BY BUCK QUAYLE
Hawaiian Aloha Shirts
Your mission, Rev. Hale, is to spread the Hawaiian Aloha Shirt around the world. And make a strong fashion statement.
If you're a young lady who'd like the freedom to swim and sun bare-breasted in Hawaii-or even live that way as was the custom-you may be either a couple of hundred years too early or too late. The missionaries did their job too well.
The women who used to wear only a leaf skirt, similar to a hula-skirt, and the men only a bark-beaten loan cloth-are now covered up.
Perhaps this will evolve into a more "French-Riviera" style under the prodings of the Hawaiian residents who tend to be Califorians or Japanese. The Califorians are easy, and loose, and live and let be. The Japanese are now where did I leave my tiny towel in the public bath house?
But once the missionaries force-fed western-style shirts and pants and blouses and dresses upon the natives-these same accepting people began to modify their threads.
One of the most striking developments was that of the hawaiian shirt or Aloha shirt. A forerunner to the Hawaiian Aloha shirt, alive with island scenes, with geometrics and pineapples and hula skirts and palm trees and hybiscus blossoms, was the 1920's on-back Palaka shirt. These were short-sleeved shirts with a plaid design worn by plantation workers.
Also present were home-made shirts cut from leftover Kimono fabric. Bright Chinese silk garments and cloth were added to the mixture. As were the Barong Tagalogs-untucked shirts from the Phillippines.
At first from cotton and silk, usually, and later from Rayon "false silk-more silky than silk" the new Hawaiian shirt developed in the early 1930's.
In the mid 30's, a Chinese merchant, Ellery Chun, together with his sister, Ethel Chun Lum, placed one of her fancyful short-sleeved shirts in their window at 36 North King Street in Honolulu. They added a sign that said "Aloha Shirt".
This was the beginning of proliferation. Of a Chun-fostered fashion statement. Of a new industry. The Hawaiian Shirt. The Aloha Shirt.
Born in Honolulu in 1909, where he attended Punahou School, Chun left for the States, where he attended Yale. In 1931 he graduated with an economics degree and returned to Hawaii in the middle of the depression.
He then took over his father's dry goods store, which had been serving the Chinese community. Chun changed the name to King-Smith Clothiers and dry goods. He upped the ante and broadened the appeal.
There's a story of a Honolulu Advertiser newspaper salesman who, together with Chun, came up with the "Aloha Shirt" name, as it appeared in an ad on June 28, 1935. Probably that designation had been floating around the streets prior to this time.
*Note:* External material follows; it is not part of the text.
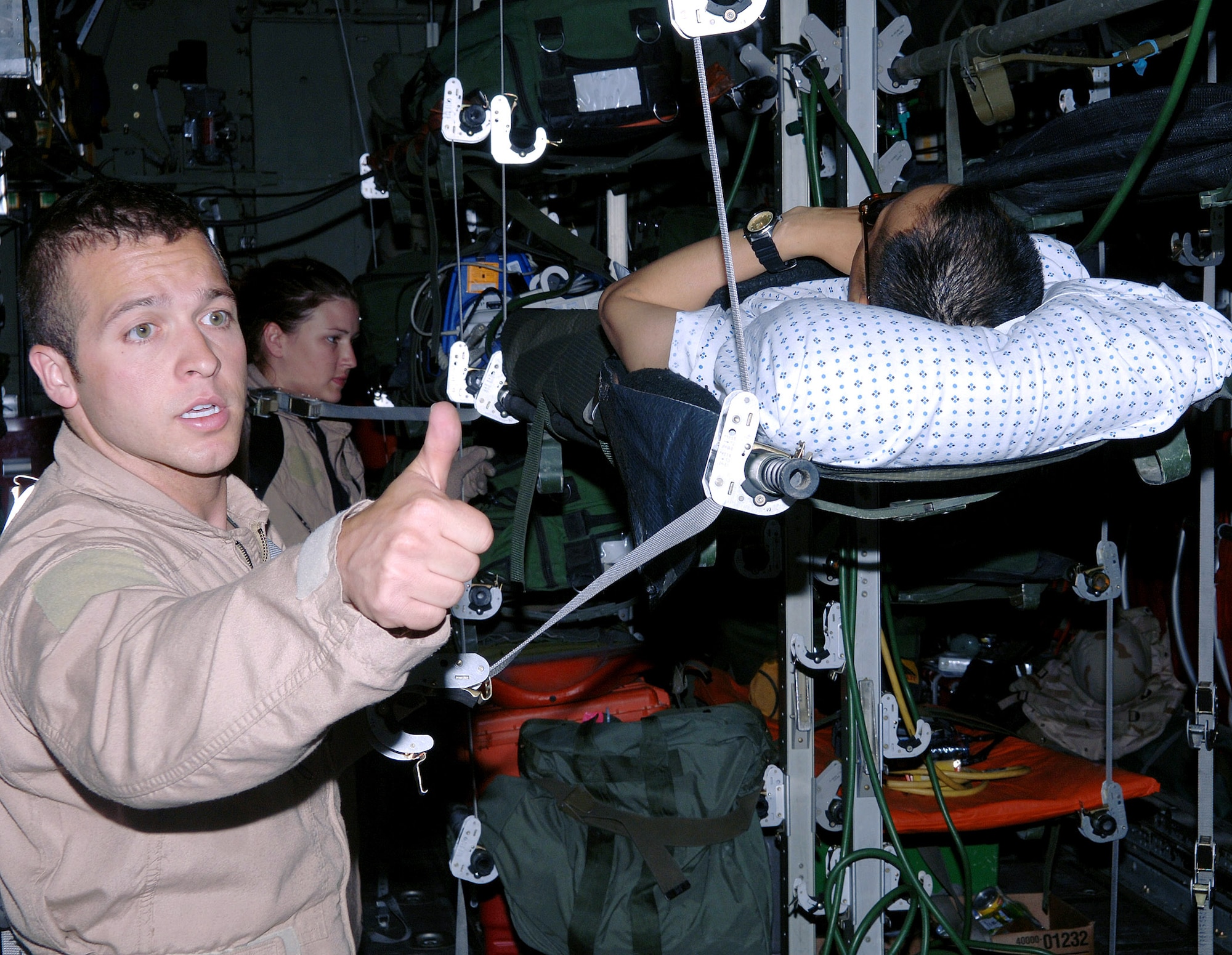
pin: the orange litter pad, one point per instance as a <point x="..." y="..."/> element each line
<point x="1058" y="786"/>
The shirts began to sell like crazy, and others quickly followed suit. Many new island designs were developed and tourists snapped them up. Hollywood jumped on the bandwagon as well.
Remember those old Elvis movies. Great propaganda. Not to mention John Wayne, Johnny Weissmuller, Tom Selleck, Duke Kahanamuku, Montgomery Cliff, Bing Crosby and Frank Sinatra. U.S.President Harry S. Truman as well.
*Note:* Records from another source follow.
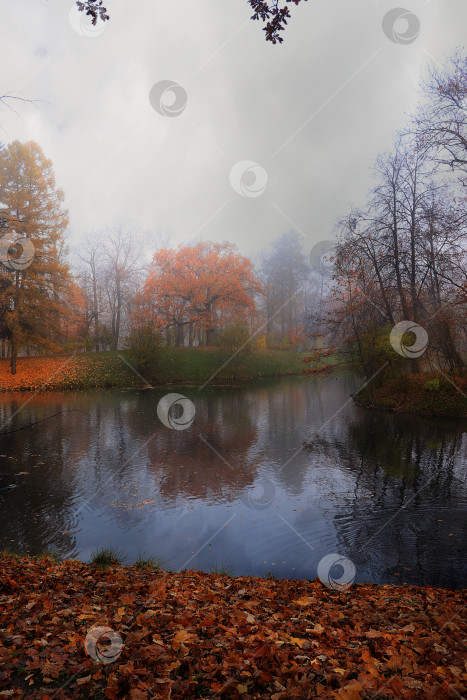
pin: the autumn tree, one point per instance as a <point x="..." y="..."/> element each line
<point x="34" y="275"/>
<point x="200" y="288"/>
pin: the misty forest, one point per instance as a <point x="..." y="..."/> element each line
<point x="233" y="393"/>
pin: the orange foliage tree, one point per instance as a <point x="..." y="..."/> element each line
<point x="34" y="276"/>
<point x="202" y="287"/>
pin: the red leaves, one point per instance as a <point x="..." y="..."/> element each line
<point x="192" y="635"/>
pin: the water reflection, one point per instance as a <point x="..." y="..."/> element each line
<point x="387" y="491"/>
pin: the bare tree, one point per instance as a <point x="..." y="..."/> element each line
<point x="441" y="123"/>
<point x="122" y="268"/>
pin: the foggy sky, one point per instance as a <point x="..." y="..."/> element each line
<point x="313" y="112"/>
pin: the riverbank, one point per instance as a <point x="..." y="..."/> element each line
<point x="192" y="635"/>
<point x="176" y="366"/>
<point x="427" y="394"/>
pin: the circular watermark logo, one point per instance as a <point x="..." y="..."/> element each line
<point x="336" y="572"/>
<point x="103" y="644"/>
<point x="401" y="26"/>
<point x="172" y="404"/>
<point x="320" y="254"/>
<point x="260" y="495"/>
<point x="82" y="23"/>
<point x="249" y="179"/>
<point x="16" y="251"/>
<point x="168" y="98"/>
<point x="396" y="339"/>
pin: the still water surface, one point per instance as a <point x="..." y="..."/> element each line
<point x="237" y="488"/>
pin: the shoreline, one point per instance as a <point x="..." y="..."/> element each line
<point x="428" y="394"/>
<point x="177" y="367"/>
<point x="191" y="634"/>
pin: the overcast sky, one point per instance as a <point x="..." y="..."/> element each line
<point x="313" y="113"/>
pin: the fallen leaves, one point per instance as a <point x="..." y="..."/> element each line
<point x="191" y="634"/>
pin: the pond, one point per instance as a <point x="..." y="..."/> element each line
<point x="237" y="488"/>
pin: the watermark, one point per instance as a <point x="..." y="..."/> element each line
<point x="82" y="23"/>
<point x="103" y="644"/>
<point x="319" y="255"/>
<point x="16" y="251"/>
<point x="401" y="26"/>
<point x="260" y="496"/>
<point x="248" y="179"/>
<point x="168" y="98"/>
<point x="336" y="572"/>
<point x="170" y="405"/>
<point x="414" y="350"/>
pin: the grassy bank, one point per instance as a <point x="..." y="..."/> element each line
<point x="176" y="366"/>
<point x="427" y="394"/>
<point x="196" y="635"/>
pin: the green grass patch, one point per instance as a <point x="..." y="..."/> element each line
<point x="107" y="556"/>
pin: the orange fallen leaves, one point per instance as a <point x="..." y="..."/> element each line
<point x="191" y="634"/>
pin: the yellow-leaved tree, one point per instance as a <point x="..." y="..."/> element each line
<point x="34" y="278"/>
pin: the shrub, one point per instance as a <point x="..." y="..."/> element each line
<point x="144" y="350"/>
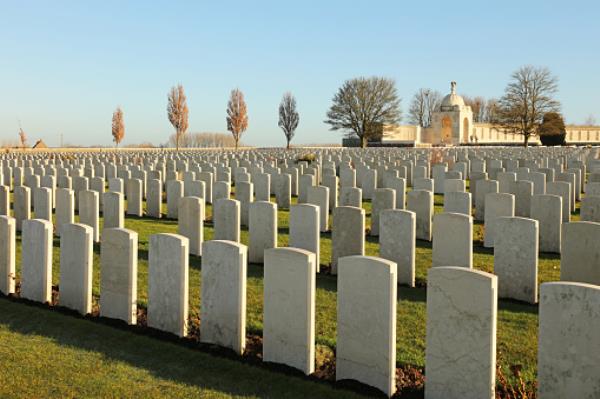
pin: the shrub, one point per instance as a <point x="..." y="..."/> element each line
<point x="307" y="158"/>
<point x="552" y="129"/>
Chun kept busy, importing cloth from the U.S. At first two or three dozen of this shirt, then two or three dozen of that. Then more and more. Some of these old shirts are now collector's items and sell for hundreths and ,even, thousands of dollars.
In the late 1930's, Chun sponsored a radio talent show which broadcast in front of the Moana Surfrider Hotel. This brought even more publicity and more sales.
In 1945 he joined the Board of Directors for American Security Bank. Later he became Vice President, a full-time job, and sold his original store. In 1966, he retired, remaining on the Board until 1980, and as an advisory director until 1985.
On May 16, 2000, Chun died in Honolulu at the age of 91. Even though he didn't invent the garment-he did create the Aloha Shirt industry.
This good-old-boy from Punahou, served the missionary mission of covering christians in a right powerful way.
So from the Maui of Yore-bearbreasted-to the Hawaii of Today-gaudy chested-the Aloha Shirt saga wears on...threadbare.